De ce côté-là, si l’on excepte Manuel Bompard plus présent sur les plateaux de télévision que dans les quartiers dont il est l’élu, le premier rôle est assumé par le député Delogu qui a définitivement ses entrées dans les colonnes du Canard Enchaîné. « L’élève Delogu » comme le surnomment ses contempteurs en référence au cancre du fim de Philippe de Chauveron (Elève Ducobu, 2011) n’a peur d’aucune outrance et c’est même à ça qu’on le reconnait.

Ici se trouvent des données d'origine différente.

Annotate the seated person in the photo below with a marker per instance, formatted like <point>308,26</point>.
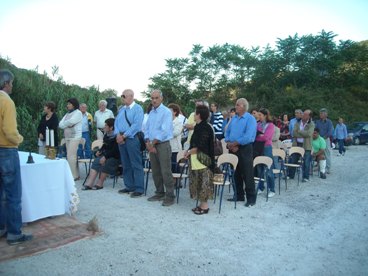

Ses adversaires ne se sont pas privés de le railler lorsqu’il confondit dans un tweet un peu rapide les religions, hindouiste et juive, parlant de « vache en or » au lieu de « veau d’or ». On n’est pas loin du procès en illettrisme et le maire Benoît Payan s’est empressé de venir à son secours, dénonçant « la violence, le mépris de classe, les invectives, la brutalisation (qui) n’ont pas leur place en politique quel que soit le camp d’où ils viennent. » « Sébastien Delogu, ajoutait le premier magistrat marseillais, est un élu de la Nation et ceux qui préfèrent la moquerie au débat d’idées font honte à la République. »
Une solidarité insuffisante pour calmer l’ardeur du député Insoumis qui voit en Payan un manœuvrier de l’ombre et compte bien comme le conseille son maître à penser, Jean-Luc Mélenchon, « conflictualiser » tout ce qui peut l’être à Marseille. A moins de renoncer à ses principes socio-démocrates, le leader du Printemps marseillais va affronter une zone de turbulences dans les mois qui viennent, d’autant que la situation politique nationale laisse entrevoir quelques violents rififis.
Gerard Darmanin, ex-ministre de l’intérieur, disait récemment à propos des négociations en cours avec son « ami » le Premier ministre, Michel Barnier : « Moi je viens du Nord. Je suis quelqu’un de franc. On se dit les choses avant… » A Marseille on use aussi volontiers du mot « franchement », mais il n’est pas sûr qu’il ait le même sens que chez les Chtis.